ABC-IGNACIO CAMACHO
Da igual cómo la pienses o cómo la sientas: París es nuestra. La leyenda y el símbolo de la civilización europea
COMO aquel día en que viste caer las Torres Gemelas y pensaste que era el comienzo de la tercera guerra mundial, la aguja desplomada de Notre Dame te sugirió la idea apocalíptica del fin del mundo. Del mundo que has heredado y conocido, del mundo cuyas claves has tratado de inculcar a tus hijos. Recuerdas cuando los llevaste por primera vez y les pareció más pequeña de lo que habían imaginado a través de la leyenda. Porque París, sus calles, sus museos, sus torres, sus puentes, sus monumentos, son una leyenda y un misterio: la leyenda de Europa como identidad común, como eje de una civilización de libertad y de progreso, y el misterio de la Historia, de la cultura, de la ilustración, de la belleza, de la sensibilidad, del refinamiento. Nadie se siente de verdad europeo hasta que no se ha sentado en un café del boulevard des Capucines, hasta que no ha oído la campana de Saint Sulpice, hasta que no han crujido bajos sus pasos las hojas secas de la place des Vosges en una tarde de otoño. Hasta que no ha dejado caer sobre sus hombros, ante los rosetones de la catedral, el peso de unos siglos de tradición compartida que el lunes te crujió en el alma como si tu pecho, a miles de kilómetros de distancia, estuviese aspirando sus cenizas.

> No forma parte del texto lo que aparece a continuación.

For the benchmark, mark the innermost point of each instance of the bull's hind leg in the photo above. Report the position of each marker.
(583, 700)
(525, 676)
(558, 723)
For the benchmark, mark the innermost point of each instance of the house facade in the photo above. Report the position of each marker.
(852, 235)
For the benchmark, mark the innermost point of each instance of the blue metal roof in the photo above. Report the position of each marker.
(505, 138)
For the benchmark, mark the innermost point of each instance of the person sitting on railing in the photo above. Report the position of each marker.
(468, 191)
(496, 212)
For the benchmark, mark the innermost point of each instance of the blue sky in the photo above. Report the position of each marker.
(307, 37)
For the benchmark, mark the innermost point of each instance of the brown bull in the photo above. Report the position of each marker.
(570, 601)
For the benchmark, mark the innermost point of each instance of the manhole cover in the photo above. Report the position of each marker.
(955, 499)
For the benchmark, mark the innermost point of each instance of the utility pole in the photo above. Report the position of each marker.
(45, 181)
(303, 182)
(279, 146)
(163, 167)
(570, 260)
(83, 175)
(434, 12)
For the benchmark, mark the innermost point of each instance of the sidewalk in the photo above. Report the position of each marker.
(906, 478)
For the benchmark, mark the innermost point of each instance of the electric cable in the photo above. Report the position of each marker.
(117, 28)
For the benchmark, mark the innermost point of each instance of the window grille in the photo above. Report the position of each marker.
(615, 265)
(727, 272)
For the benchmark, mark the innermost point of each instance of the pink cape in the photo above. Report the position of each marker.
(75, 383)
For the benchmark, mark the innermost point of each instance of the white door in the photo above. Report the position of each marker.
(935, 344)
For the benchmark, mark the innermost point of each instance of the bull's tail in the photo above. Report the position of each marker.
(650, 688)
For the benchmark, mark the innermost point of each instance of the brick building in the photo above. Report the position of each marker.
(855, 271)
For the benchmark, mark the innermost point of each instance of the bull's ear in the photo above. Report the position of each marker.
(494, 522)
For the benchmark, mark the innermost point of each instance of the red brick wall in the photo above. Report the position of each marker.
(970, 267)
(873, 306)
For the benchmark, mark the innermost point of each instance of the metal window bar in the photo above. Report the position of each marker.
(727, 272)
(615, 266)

Ése es el secreto de esta zozobra que te duele como una punzada: que París es nuestra. Aunque ya no sea, en realidad, como la sientes o como la piensas, aunque ya no responda a la llamada de su propio mito. La fuerza de los símbolos. Por eso te da igual que Notre Dame fuese hoy, más que una iglesia, más que un templo de la fe que ha alumbrado la unidad de un continente, un simple receptáculo turístico. Para ti es un paradigma, un signo, una metáfora de algo que sabes tuyo más allá incluso de su existencia física. De un proyecto de convivencia, de una acumulación de sedimentos históricos, de un modelo de pensamiento y de vida que te estremece contemplar envuelto en llamas, quebrado bajo el presagio de ruina.
Entonces has visto la foto de los bomberos ante la gran cruz del altar, incólume, iluminada como un sagrado espectro en medio del apocalipsis de fuego. Y luego, en tu teléfono ha aparecido un breve vídeo que te ha encogido el corazón hasta el borde mismo de la lágrima. En la puerta de Saint Julien le Pauvre, junto al jardincillo donde una vez ojeaste un libro recién comprado en Shakespeare & Company, un grupo de jóvenes arrodillados entona con voces trémulas un Ave María que suena como una dulce plegaria. Algo más allá, la techumbre de Nuestra Señora arde con un fulgor anaranjado que se recorta en el cielo de un atardecer malva. Je vous salue, Marie, comblée de grâce. No muy lejos de ti oyes el eco de los tambores a cuyo compás tu gente mece a una Virgen engalanada. Y entonces recuerdas la fiesta de la Redención y te recorre la espalda un escalofrío que identificas como la cosquilla de una esperanza.